Es war schon immer das Prärogativ der jeweiligen radikalen Elemente der eigenen Partei, jeden "half loaf" abzulehnen, ganz egal, wie groß und toll er war. Die Linken waren darin schon immer besonders gut. Sie schießen gegen Obamacare (zu viel Marktwirtschaft), gegen den Stimulus (zu klein), gegen das Pariser Abkommen (zu unzureichend) und jetzt gegen Coronahilfen und Infrastrukturpaket.

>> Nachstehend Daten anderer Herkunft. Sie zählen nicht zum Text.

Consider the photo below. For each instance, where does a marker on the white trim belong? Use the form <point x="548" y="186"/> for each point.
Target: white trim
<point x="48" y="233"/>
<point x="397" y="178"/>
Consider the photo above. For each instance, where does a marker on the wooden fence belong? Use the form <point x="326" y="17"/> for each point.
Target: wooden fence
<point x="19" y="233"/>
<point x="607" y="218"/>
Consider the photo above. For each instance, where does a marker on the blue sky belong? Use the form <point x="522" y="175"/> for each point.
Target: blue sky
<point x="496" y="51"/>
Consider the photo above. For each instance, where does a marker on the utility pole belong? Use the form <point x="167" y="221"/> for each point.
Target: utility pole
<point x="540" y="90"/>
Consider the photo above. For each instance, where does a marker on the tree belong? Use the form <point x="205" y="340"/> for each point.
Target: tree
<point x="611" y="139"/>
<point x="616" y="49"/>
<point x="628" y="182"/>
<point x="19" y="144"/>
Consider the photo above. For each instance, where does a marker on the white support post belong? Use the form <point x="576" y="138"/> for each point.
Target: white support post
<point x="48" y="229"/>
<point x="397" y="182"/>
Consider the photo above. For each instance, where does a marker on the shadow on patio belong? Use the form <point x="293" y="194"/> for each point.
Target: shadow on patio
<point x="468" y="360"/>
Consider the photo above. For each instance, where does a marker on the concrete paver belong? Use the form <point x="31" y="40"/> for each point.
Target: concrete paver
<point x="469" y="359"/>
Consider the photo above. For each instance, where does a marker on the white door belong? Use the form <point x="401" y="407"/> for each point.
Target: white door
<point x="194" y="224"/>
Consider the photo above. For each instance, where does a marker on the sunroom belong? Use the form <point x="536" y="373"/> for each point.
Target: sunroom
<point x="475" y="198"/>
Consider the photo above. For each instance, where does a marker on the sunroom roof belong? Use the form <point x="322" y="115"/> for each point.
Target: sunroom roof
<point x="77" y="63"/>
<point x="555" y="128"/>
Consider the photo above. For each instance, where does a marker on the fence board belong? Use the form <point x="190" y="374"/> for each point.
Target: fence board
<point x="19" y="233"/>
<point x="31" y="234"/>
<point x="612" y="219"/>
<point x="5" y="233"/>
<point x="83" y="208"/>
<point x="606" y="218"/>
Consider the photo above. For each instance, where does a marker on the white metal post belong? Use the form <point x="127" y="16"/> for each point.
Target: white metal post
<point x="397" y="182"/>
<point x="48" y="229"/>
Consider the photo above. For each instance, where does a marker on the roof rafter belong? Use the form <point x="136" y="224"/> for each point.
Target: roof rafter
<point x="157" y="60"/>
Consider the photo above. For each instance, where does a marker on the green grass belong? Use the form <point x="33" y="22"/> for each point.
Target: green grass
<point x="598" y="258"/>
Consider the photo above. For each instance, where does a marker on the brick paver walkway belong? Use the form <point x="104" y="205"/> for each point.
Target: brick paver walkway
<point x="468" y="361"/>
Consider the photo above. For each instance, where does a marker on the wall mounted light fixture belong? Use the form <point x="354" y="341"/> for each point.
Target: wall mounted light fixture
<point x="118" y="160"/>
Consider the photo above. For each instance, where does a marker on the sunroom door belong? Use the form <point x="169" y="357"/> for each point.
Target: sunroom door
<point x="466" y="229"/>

Dahinter steht die völlig fehlgeleitete Annahme, dass das Scheitern eines schwierig ausgehandelten Kompromisses bedeute, dass der Weg frei würde für die wahre, unverfälschte Version, die nach Ansicht der radikalen Linken dann die jeweilige Erlösung bringen wird. Dabei ist alles, was das Scheitern des Kompromisses bedeutet, dass gar nichts kommt. Es ist der halbe Laib oder keiner, und das nicht zu erkennen und für realistische Ziele zu kämpfen ist Ursache der ewigen Schwäche der Linken.

11) Fox News is the real source of right-wing vaccination paranoia

The Republican Party has always had a dozen or three looney bins on their extreme end, people who are willing to say just about anything as long as it's stupid enough. But they're not the problem. The problem is that Fox News has taken their schtick and nationalized it. As recently as 20 years ago, Massie and Roy and their ilk wouldn't even have gotten a page A23 blurb in the national media. Today, Fox News blasts out this kind of idiocy to the entire country several times a day and it soon becomes all but a part of the GOP platform. It's one thing to be anti-Trump. But if we really want sanity back in our politics, conservatives need to become anti-Fox News. That's a lot harder since it's not clear if Republicans can win elections reliably without them, but it's the only answer. As long as Fox remains the primary source of news on the right, our country will continue to slide downhill. (Kevin Drum, Jabberwocky)

Das ist ein ziemlich zentraler Gedanke. Auch in Deutschland gibt es in jeder Partei Spinner; die AfD ist sogar eine komplette Partei voll mit ihnen. Aber die sind bei uns nur relevant, wenn die Medien - wie im Wahlkampf 2017 oder während der Hochphase der Querdenker 2020 - ihnen ein Forum bieten. Tun sie das nicht, brüllen sie in ihre Blase. Aber FOX News in the USA oder Zeitungen wie die Daily Mail im Vereinigten Königreich haben die Spinner konstant ins Hauptprogramm gepackt. Das Resultat davon kann man aktuell begutachten. Es ist nicht "die Polarisierung", die nicht vom Himmel fällt, es ist die völlig verzerrte und unverantwortliche Medienlandschaft. Und man kann über Springer sagen was man will - Murdoch, it ain't.

Ich glaube, das ist in Deutschland auch deswegen besser, weil bei uns die Öffentlich-Rechtlichen immer noch eine dominante Stellung haben, wenngleich diese deutlich schwächer ist als ehedem. Deswegen ist es auch so gefährlich, wenn die ÖR von rechts diffamiert und deligitimiert werden. So hat es auch in den USA angefangen, wo NBC und Konsorten zunehmend angegriffen wurden und den Raum dafür schufen, dass erst die lokalen Hetzmedien und dann die republikanische Prawda den Markt erobern konnten. Da wird mit dem Feuer gespielt.